Весь тот день безвыходно молился Нестор у себя в келейке, и всю ночь, и следующее утро, вплоть до полудня.

По заведённому преподобным Феодосием нерушимому порядку никто из братии не мог постучать, а тем паче войти друг к другу в келью, кроме как игумен, но и он не спешил нарушить уединение чтимого всеми мниха. Может, в сей самый миг, когда отверзешь дверь кельи, творится то самое главное Слово, дарованное Господом Нестору.

Оттого и сам игумен не тревожил затвора летописца. Уж коли не вышел к общей молитве, значит, на то есть особая Воля.

В полдень другого дня, появившись пред очи игумена, попросил Нестор исповеди. На ней и поведал обо всём, что вдруг так внезапно переполнило душу.

– Молись, – сказал игумен.

– Молюсь, отче, но страдает душа моя. Стоит закрыть глаза, и вижу одно только – светлую церкву и могилки родителей своих на кладбище. Отпусти, отче, на срок из обители поклониться родным гробам.

– Пожди, брат.
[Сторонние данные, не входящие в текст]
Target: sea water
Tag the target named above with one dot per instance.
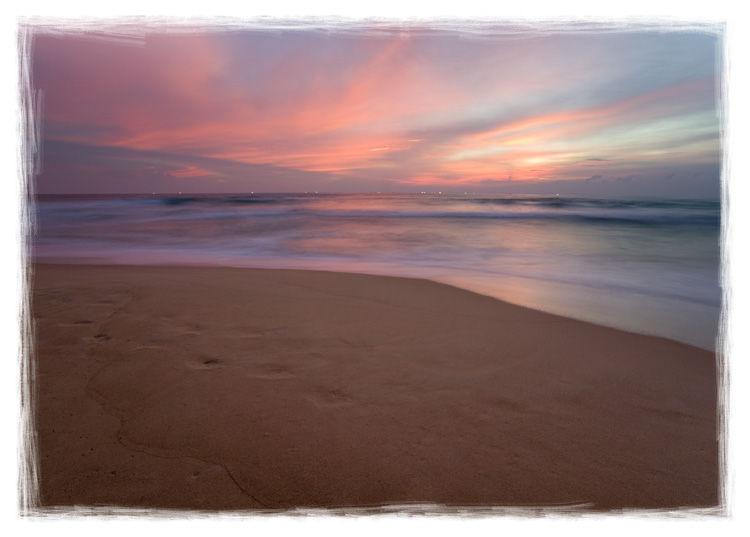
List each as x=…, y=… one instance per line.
x=644, y=265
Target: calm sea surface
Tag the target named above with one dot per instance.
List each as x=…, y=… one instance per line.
x=644, y=265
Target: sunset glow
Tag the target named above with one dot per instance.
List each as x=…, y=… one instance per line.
x=302, y=110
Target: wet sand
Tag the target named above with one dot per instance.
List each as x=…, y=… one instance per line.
x=221, y=388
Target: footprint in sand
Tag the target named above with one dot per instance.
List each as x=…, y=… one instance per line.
x=331, y=397
x=270, y=371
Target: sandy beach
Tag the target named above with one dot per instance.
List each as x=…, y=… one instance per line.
x=221, y=388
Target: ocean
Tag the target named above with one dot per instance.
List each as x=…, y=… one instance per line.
x=644, y=265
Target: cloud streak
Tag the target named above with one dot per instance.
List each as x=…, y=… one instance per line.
x=419, y=109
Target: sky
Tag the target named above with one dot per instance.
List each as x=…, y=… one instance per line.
x=359, y=109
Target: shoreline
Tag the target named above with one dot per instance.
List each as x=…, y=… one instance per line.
x=225, y=388
x=534, y=293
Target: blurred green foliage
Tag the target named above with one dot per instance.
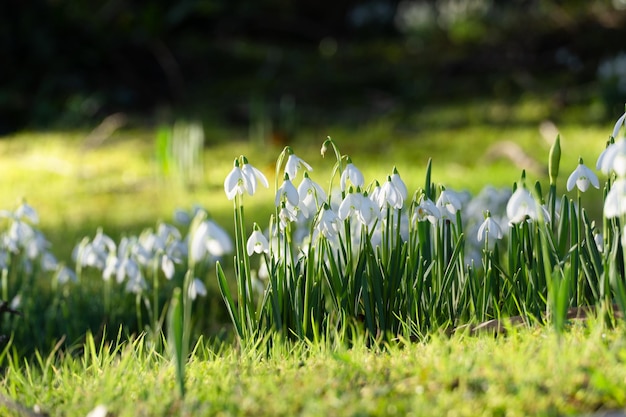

Спроси у Господа, а там, как скажет…

Господь сказал, и собрался в одночасье в дорогу старец. Всей братией провожали его, отслужив общий молебен. Довольно пожил лет Нестор, осилит ли дорогу туда – на север, в Вятичи, вернётся ли в родную обитель. Многие предлагали себя в попутчики – и из братии, бояре и князья сулили помочь и конями, и сопроводителями, и ратными бывалыми землепроходцами.

177

       Талежный мед – пчелиный мёд особого качества в верхней части гнездовой рамки.